On 2 March 2016, the German 'Plattform Industrie 4.0' and the 'Industrial Internet Consortium' held a press conference to announce closer cooperation between the two organizations.
The announcement was preceded by a meeting of representatives from both initiatives in Zurich in November last year. Representatives from Bosch, Cisco, IIC, Pepperl+Fuchs, SAP, Siemens, ThingsWise and the Steinbeis Institute met on "neutral" Swiss soil to explore whether there could be a basis for closer cooperation between the platform and the IIC.
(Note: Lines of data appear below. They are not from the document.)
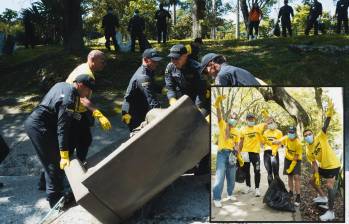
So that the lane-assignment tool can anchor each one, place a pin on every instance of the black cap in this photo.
(292, 129)
(248, 116)
(86, 80)
(177, 50)
(206, 59)
(152, 54)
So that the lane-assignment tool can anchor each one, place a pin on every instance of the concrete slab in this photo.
(145, 164)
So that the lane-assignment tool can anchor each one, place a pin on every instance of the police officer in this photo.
(182, 77)
(161, 16)
(313, 17)
(216, 66)
(140, 95)
(109, 22)
(285, 14)
(342, 15)
(136, 27)
(49, 129)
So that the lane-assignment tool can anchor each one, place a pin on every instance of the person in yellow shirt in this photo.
(81, 138)
(293, 161)
(271, 155)
(324, 163)
(250, 146)
(228, 139)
Over the past 18 months, there have been repeated discussions about a competitive relationship between the two initiatives. Discussions that were less technically sound and more emotional. On the other hand, there are also more and more companies that are active in both initiatives. "Reducing the market discussion and understanding the technical content of the other organization became more and more important," says the summary of this conversation.
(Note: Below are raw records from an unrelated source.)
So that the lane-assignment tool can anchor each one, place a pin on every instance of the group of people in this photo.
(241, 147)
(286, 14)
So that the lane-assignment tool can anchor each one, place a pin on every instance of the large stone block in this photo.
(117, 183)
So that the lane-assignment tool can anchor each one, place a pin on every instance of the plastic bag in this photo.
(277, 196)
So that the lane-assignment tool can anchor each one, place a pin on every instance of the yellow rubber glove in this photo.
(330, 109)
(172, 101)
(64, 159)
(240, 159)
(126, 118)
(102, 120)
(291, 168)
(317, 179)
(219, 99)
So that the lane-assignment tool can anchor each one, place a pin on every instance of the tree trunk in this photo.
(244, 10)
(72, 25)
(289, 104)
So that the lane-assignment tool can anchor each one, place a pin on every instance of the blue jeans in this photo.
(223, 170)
Comparison of the reference architectures
The Zurich discussion also focused on the reference architectures of the two initiatives - RAMI 4.0 and IIRA. The experts compared which components of the architectures are merely referred to using different vocabulary, which components are actually the same and which are significantly different. The experts determined that a merger of the two architectures would be both impractical and undesirable, as the architectures have different objectives: Industry 4.0 with RAMI focuses on the factory environment; the IIC with IIRA, on the other hand, encompasses the overall topic of the Internet of Things across individual application areas.
As the two approaches do not compete directly with each other, but rather complement each other, the experts want to intensify cooperation between the initiatives. In other words, they want to work together on the necessary standardization and also use joint test environments. - A joint roadmap should already exist for these tasks.